Quality label
Q(experts) = (100*a+100*b +1) / (100*d + 10*c+1)
10 experts max
1)automatic verification -> assigns OK, ? , Not OK
2)Expert verification (up to 10 experts) - assigns (a)OK(expert), (b) Almost OK (expert), (c) Almost Not OK (expert), (d) Not OK (expert)
Each experts assign exactly one label and one of the values a,b,c,d is incremented by one
Q is calculated by the formula above
Auto verification
1)inherent coherence of a single origin (e.g. SMILES -structure correspondence)
- select a property that contains SMILES (not the smiles field from chemicals table!)
- compare this property with the smiles field from chemicals table
- compare this property with structure, if chemicals.smiles is null
2)coherence of multiple origins - compare all structures of same idchemical - assign OK if same, notOK if not same
- retrieve a chemical (by idchemical)
- retrieve structures per chemical
- calculate fingerprints per structure
- compare structure fingerprints with fingerprints from fp1024 (per chemical), if different, assign "ERROR", otherwise assign "ProbablyOK"
- (slow) select one structure and compare all other structures (same chemical) with isomrphism test; assign "ERROR" if not same.
3)identificators correspondence between different origins
- the user selects key field (e.g. CAS) and fields to be compared (e.g. structure, names, descriptors)
- select field (e.g. CAS)
- select field to be compared (e.g. structure)

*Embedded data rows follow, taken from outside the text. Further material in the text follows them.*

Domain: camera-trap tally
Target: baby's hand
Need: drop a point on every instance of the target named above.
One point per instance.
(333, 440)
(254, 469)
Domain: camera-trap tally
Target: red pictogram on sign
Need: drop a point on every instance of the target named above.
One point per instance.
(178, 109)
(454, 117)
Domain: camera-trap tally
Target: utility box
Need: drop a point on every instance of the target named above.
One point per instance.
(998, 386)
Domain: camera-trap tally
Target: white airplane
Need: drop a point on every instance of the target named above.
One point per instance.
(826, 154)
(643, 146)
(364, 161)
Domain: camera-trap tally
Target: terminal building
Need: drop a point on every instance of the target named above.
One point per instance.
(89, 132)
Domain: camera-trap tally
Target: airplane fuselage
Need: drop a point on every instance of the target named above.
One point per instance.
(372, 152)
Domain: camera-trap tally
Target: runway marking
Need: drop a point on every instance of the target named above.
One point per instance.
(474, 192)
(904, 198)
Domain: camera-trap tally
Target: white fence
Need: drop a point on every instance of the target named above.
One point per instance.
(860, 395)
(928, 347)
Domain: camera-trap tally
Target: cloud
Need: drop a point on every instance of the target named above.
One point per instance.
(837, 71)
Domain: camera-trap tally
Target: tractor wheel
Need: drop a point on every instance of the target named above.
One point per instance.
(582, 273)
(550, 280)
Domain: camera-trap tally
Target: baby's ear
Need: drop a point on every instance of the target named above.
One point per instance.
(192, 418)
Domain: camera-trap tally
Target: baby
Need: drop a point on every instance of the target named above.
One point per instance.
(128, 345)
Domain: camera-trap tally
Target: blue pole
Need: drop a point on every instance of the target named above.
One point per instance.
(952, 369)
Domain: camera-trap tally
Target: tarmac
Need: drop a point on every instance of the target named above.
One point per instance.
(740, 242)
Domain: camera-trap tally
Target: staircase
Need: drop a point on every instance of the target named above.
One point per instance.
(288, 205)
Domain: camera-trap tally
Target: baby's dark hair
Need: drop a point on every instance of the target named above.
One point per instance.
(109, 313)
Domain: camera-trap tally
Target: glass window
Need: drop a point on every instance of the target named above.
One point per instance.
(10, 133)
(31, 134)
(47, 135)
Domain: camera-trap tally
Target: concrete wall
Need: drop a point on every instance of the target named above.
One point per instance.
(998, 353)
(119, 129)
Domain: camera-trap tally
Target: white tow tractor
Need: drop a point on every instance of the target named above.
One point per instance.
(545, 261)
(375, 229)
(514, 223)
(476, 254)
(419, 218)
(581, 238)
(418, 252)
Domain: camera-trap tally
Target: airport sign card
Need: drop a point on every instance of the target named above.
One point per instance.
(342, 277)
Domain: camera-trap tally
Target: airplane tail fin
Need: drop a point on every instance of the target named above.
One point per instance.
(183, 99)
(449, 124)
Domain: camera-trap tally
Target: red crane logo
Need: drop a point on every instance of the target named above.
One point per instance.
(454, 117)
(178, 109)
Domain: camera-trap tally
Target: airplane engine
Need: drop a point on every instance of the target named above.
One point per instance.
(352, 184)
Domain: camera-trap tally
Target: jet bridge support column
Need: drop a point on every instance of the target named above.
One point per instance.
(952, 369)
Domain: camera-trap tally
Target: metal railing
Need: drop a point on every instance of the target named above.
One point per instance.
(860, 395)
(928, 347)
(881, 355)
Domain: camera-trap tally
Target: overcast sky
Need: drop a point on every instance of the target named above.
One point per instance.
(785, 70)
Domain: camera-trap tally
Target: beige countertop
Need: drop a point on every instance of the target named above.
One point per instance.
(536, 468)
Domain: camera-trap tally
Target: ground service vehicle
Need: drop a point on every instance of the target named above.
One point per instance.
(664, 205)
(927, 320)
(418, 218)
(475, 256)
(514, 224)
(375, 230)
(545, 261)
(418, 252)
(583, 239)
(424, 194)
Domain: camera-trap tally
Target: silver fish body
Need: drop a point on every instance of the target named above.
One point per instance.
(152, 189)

- for all structures having same CAS calculate Q metric
- save metric under e.g. CAS-QA user
+select field (e.g. smiles, structure)
+select field to be compared (e.g. CAS)
+ for all CAS having same structures calculate Q metric - NOK if there are differences
+save metric under e.g. struc-CAS-QA user
+select field (e.g. PubchemCID)
+select field to be compared (e.g. EINECS)
+ for all EINECS having same CID calculate Q metric ok if all einecs are the same, nok if difference
+save metric under e.g. CID-QA user
- auto verification assigns auto labels as above